Exhibit developments: recent and future projects

Church from South Wonston, Hampshire: the timbers and corrugated iron cladding have been repaired and early in 2011 it will be re-erected on a site in the spinney north of Whittakers Cottages. It will be furnished and presented as it was when it was first built in 1908.

In November 2010 we completed the construction of a new building called the Building Crafts Gallery. Displays inside will show the tools, methods and materials of traditional building crafts, and it will also be used by school parties as a base and for workshops. This project was generously supported by the DCMS/Wolfson Galleries Improvement Fund and the Foyle Foundation.

The “Singleton Spire”. This is a combination of two projects, one on top of the other! We have built a small enclosure in which to display a bell frame from the church at Stoughton. On top of the enclosure is a small timber spire, on which students are taught the art of shingling by Peter Harknett. This project has been generously supported by the Worshipful Company of Carpenters.

A long (130 ft) open-sided shelter has been built in the long narrow gap between two hedges between Whittaker’s Cottages and the Poplar Cottage clump. The shelter is used to display items of horse-drawn transport and agricultural equipment from our collections. This project was generously supported by the DCMS/Wolfson Galleries Improvement Fund.

The shed from Coldwaltham, which has stood on its woodland site since the early 1970s, has been moved to a new site on the south (uphill) side of our new woodyard behind Pendean.

In the late-1980s we dismantled a hay barn from Manor Farm, Ockley, Surrey, and it has been re-erected near Redvins yard. It is used to house important items from the collections, including the 1863 threshing machine that has been restored with the help of a PRISM fund grant.

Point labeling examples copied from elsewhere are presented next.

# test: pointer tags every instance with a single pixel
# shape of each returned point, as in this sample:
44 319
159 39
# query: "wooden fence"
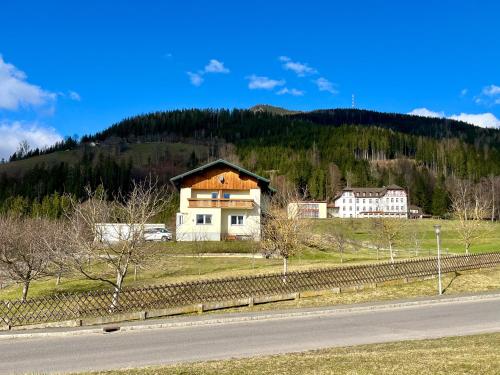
93 304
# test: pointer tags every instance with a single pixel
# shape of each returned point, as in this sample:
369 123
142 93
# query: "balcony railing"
221 203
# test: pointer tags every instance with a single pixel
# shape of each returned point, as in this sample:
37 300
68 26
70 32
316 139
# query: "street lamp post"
437 229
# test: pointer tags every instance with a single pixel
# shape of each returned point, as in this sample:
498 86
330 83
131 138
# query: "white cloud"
15 91
293 92
195 78
301 69
264 83
325 85
73 95
12 133
483 120
489 96
424 112
215 66
491 90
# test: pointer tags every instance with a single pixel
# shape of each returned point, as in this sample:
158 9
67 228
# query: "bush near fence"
98 303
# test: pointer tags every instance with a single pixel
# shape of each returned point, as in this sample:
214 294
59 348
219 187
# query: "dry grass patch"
479 354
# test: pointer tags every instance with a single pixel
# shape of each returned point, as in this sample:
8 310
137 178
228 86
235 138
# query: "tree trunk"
118 288
26 286
285 268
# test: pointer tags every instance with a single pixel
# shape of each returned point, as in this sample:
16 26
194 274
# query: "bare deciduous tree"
27 248
283 232
94 254
388 231
470 205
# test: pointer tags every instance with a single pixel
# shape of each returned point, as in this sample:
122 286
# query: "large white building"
388 201
219 201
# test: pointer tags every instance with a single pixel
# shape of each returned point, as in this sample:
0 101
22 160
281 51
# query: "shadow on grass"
451 281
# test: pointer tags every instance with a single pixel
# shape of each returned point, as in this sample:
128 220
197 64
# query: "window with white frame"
236 219
202 219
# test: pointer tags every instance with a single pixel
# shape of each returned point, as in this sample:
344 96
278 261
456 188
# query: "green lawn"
478 354
167 268
360 230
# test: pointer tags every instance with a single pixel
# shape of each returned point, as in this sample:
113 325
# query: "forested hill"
320 150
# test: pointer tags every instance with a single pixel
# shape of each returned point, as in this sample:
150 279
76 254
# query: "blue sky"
75 68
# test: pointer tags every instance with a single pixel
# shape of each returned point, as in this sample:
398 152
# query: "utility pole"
437 229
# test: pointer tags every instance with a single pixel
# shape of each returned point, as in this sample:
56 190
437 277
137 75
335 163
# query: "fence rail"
100 303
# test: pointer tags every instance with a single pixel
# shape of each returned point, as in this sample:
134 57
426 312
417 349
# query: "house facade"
219 201
388 201
308 209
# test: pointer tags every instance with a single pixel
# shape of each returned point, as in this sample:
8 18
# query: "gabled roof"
263 181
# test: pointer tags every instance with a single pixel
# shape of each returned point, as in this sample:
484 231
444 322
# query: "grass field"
359 230
478 354
166 267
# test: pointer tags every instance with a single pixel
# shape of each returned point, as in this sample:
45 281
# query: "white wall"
190 231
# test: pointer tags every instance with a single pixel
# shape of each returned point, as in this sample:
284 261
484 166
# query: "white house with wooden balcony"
219 201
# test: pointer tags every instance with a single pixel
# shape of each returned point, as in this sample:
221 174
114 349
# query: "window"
236 219
203 219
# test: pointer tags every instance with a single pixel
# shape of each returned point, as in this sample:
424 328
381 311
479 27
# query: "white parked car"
157 234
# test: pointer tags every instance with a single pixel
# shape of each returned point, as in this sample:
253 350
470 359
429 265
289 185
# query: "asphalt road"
250 338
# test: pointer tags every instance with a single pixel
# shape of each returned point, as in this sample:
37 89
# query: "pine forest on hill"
319 151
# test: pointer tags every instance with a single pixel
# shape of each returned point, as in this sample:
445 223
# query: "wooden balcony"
221 203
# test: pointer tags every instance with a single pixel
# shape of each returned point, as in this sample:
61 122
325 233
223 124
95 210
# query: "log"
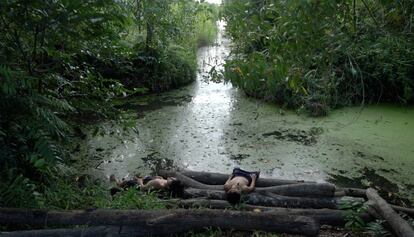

Future building exhibit project: Tindalls Cottage

This 17th century timber-framed cottage with a brick chimney dismantled from a site close to the Bewl Bridge reservoir near Ticehurst, Kent, will be sited on the hillside close to the Bayleaf paddocks.It was a timber-framed cottage with a brick and stone chimney, dated on stylistic grounds to 1675-1725, but perhaps dating from 1721 when there was a new tenancy. It represents a development from Poplar Cottage, in that the late-17th century alterations to Poplar Cottage (the addition of a rear outshot and a stone chimney) were present in Tindalls from the start, but Tindalls was a little superior to Poplar Cottage: the tenants occupied about 26 acres of land, whereas Poplar Cottage is thought to have been the home of a landless labourer. Also, Tindalls had a fireplace on the first floor, and a floored attic, giving better accommodation than Poplar Cottage.

Most of the timbers were re-used, which is often the case in 17th century buildings, and we will examine them carefully to see what can be discovered about their origins.